Thank you for helping me, I will leave discussion as unanswered for now and closely monitor for any suspicious activities from my accounts for the next few days before making sure I'm all safe, thanks.

I also suggest changing your email adress to another one that's secured by 2FA. For example, I assume you might have more than one email, use one that's not widely used on the web, email is also very important. It's the heart of your account.

Make sure, your EMAIL ADRESS is not compromissed. I lost my account temporarily because I had weak security and through outlook(app) (i think it was infected) they managed to add rules to my email where it redierected STEAM emails, also jacked all my emails and data and they could in essence contact support and pretend it was me to get my account which they did, but i recovered it.

It's all good now, but make sure your email hasn't got "rules" set on it where it redirects emails.
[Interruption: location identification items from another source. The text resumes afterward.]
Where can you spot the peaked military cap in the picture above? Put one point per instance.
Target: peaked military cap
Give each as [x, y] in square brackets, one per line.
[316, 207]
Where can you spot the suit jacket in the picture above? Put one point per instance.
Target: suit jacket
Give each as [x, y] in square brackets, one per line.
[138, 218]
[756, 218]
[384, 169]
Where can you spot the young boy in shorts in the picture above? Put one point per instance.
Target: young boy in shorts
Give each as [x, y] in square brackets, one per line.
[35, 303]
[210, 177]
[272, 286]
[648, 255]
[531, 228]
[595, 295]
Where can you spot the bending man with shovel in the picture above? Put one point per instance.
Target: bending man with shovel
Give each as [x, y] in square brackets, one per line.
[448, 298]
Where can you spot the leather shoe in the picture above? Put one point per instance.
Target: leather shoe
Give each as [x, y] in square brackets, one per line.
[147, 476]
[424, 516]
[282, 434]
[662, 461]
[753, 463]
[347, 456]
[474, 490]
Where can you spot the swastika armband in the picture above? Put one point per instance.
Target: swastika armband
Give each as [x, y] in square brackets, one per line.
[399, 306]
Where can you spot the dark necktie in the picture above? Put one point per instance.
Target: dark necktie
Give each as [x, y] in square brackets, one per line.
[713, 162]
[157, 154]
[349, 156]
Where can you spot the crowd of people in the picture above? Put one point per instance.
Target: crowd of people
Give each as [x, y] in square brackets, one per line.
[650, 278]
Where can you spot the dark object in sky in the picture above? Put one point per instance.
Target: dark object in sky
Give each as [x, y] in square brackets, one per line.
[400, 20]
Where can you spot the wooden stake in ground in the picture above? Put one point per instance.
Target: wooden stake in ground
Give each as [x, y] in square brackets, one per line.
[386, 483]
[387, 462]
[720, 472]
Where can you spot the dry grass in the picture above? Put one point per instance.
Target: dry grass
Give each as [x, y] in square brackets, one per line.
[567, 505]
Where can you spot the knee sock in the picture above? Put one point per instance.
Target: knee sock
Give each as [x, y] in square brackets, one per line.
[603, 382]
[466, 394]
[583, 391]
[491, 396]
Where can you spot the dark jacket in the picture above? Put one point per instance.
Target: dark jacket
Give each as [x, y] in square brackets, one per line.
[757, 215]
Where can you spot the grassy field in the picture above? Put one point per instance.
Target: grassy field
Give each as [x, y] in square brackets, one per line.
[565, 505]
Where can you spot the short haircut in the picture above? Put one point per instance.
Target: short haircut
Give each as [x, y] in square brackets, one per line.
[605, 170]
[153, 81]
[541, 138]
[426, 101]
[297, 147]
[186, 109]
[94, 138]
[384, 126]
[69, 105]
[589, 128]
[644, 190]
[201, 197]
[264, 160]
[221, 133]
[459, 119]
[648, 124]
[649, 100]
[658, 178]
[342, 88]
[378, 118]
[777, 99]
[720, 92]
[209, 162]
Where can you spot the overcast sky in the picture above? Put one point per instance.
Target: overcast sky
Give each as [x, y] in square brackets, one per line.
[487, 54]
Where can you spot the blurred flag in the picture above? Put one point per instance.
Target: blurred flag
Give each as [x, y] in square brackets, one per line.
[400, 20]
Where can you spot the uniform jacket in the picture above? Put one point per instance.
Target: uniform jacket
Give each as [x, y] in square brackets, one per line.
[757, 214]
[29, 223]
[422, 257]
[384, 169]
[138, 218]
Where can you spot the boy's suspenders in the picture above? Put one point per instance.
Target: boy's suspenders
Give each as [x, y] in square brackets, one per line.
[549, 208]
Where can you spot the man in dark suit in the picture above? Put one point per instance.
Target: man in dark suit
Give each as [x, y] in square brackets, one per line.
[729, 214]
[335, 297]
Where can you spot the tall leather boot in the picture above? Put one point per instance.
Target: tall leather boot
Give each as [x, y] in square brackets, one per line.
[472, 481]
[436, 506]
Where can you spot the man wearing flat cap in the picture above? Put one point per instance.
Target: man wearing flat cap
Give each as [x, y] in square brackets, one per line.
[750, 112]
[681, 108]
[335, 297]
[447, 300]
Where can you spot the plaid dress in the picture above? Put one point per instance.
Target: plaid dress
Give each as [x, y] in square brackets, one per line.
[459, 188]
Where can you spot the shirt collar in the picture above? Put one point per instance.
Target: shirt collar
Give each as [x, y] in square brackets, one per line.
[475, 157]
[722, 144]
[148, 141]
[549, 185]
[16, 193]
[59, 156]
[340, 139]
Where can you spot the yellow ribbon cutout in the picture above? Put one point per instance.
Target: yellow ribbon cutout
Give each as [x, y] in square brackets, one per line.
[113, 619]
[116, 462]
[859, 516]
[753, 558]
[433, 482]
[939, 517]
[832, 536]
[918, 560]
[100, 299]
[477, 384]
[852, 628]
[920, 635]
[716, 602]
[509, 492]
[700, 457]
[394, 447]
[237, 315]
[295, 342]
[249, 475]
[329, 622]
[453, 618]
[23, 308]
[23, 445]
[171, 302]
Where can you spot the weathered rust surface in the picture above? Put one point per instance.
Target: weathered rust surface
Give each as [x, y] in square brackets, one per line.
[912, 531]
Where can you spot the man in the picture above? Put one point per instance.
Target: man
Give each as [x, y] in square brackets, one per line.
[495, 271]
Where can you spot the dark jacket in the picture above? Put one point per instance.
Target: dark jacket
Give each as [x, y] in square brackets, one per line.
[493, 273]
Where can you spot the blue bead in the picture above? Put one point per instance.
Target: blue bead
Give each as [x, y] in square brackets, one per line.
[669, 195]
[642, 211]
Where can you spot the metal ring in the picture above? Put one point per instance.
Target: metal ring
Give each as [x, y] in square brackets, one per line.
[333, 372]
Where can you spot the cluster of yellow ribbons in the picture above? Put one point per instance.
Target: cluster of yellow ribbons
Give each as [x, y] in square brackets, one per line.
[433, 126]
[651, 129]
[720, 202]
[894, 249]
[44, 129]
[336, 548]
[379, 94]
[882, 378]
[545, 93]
It's best to change your email as well on steam. Since you said you hadn't really clicked any pishing links or logged anywhere suspect, it can be an email breach. I too was careful to avoid any of that but did the mistake of having crap security on my email and using an old one too that was prolly leaked 10 times lol from various websites, oh and had no 2fa on the email D: . I did have on steam but if they get your email they can disable it via support if they have enough of your personal info.

Hi all,

I managed to more or less secure everything, but as it turns out it wasn't really a phishing link that I clicked, instead as the genius that I was :) I ran a sketchy program a few days earlier and forgot about it, I later learned that it was a "Stealer malware" disguised as the program I wanted to install at the time.

Stealer malwares are tricky and most antiviruses weren't able to detect anything, besides bitdefender which noticed multiple threats included a key logger and a few others.

Still not even slightly trusting the pc anymore I decided to check if I needed any files or data on the pc and secured it as I could before using ShredOS to fully wipe all drives as Stealer malwares can be incredibly persistent.

Thanks y'all for the help!

P.S. I used another secure pc to change and secure all my accounts and cancelled my bank card as it was also compromised. besides the handful of useless cards n stuff from my steam inventory I didn't end up losing anything of worth, but it was definitely a good lesson on what not to do in the future.

Also if a mod can lock the discussion, as it's not needed anymore that would be great.

AniReaper の投稿を引用：

Hacker

No. That's not what happened.

ⅫⅠ の投稿を引用：

AniReaper の投稿を引用：

Hacker

No. That's not what happened.

I know reading literacy is not for everyone, but it'd help you out to look at the last post in a discussion before responding bud 🤗 😉

its not very often someone admits its there mistake for these things, glad u found ur problem!